Rabat -After several months without live music and festivals, WeCasablanca is set to return in late October to mark its fifth anniversary and celebrate Morocco’s cultural diversity.
Scheduled to take place at the recently rehabilitated Velodrome stadium between October 21-24, organizers of this year’s WeCasablanca festival have promised to grace the event’s visitors and fans with “4 days of colorful musical celebrations, carried by very beautiful Moroccan voices.”
In a statement, organizers also highlighted that the festival will feature a rich, diverse program and celebrate the new generation of young artists exporting Moroccan music.
As well as paying tribute to Morocco’s cultural diversity, the festival wants to put emerging artists on the limelight to boost their visibility on the Moroccan and international cultural scene.
“The artistic line of the festival takes its roots in Casablanca’s DNA to make it an intergenerational event intimately linked to the Casaoui plural identity,” WeCasablanca explained in a press release.
The festival is organized by the Local Development Company (SDL)”Casablanca Events and Entertainment” in partnership with the urban municipality.

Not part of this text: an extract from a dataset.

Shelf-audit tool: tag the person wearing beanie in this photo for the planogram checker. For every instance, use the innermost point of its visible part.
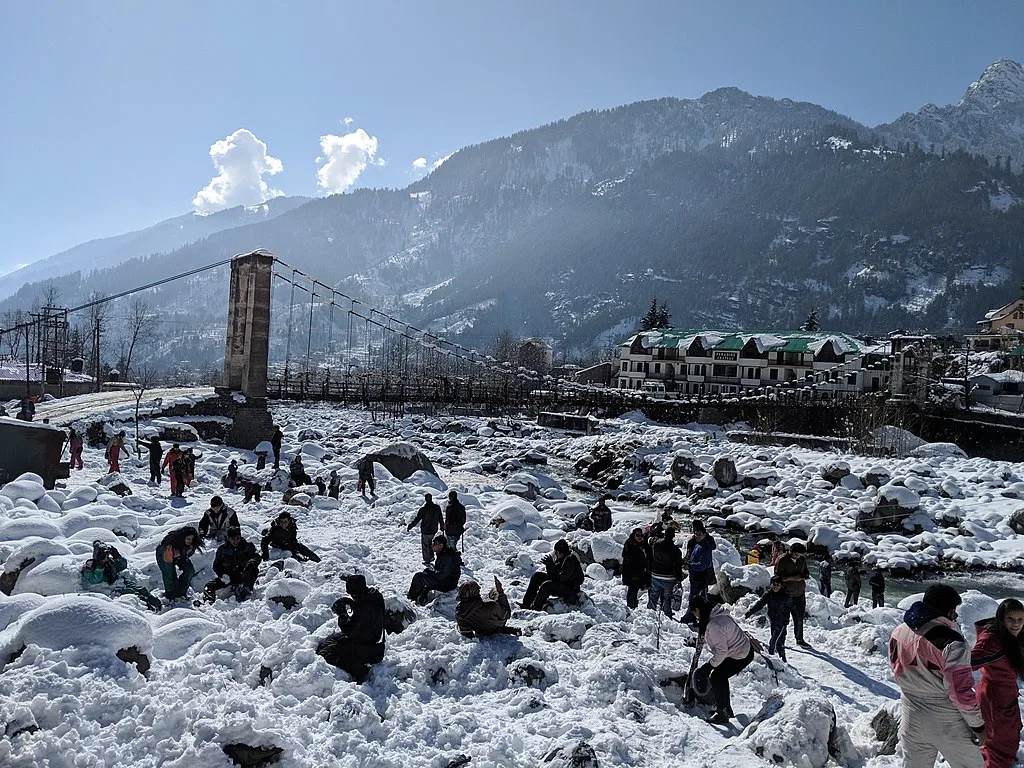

The company launched the brand “WeCasablanca” in 2016, affirming the identity of the city following the signing of a 2014 convention chaired by King Mohammed VI and dedicated to territorial promotion of the city of Casablanca.
SDL’s mission is to develop and implement a strategy to boost the overall attractiveness and competitiveness of Casablanca – both as an important cultural scene and as a go-to tourist metropolis in the world.
Casablanca Events and Entertainment deploys structuring projects, manages the city’s sporting and cultural infrastructure, and organizes different events promoting the Moroccan metropoly as a dynamic site for cultural and economic activities.
COVID-19 restrictions and festivals
Amid the COVID-19 outbreak in 2020, Moroccan authorities cancelled important sports and cultural events that annually attract hundreds of thousands of visitors to the country.
This meant festival-goers and lovers of Morocco’s vibrant cultural scene were deprived of the unique experience of attending world-renowned cultural events like the Fes Festival of World Sacred Music, Mawazine Music Festival, Jazzablanca Festival, Marrakesh Short Film Festival,Tanjazz Festival, among others.
As Morocco continues to make notable progress in its fight to curb the spread of COVID-19, the government has eased its COVID restrictions and moved the national curfew from 9 p.m to 11 p.m.
And with recent data suggesting that the North African country is on track to reach its vaccination goals and effectively curb the spread of COVID-19, it remains to be seen when Moroccan authorities will lift the ban on festivals and other large-scale cultural events.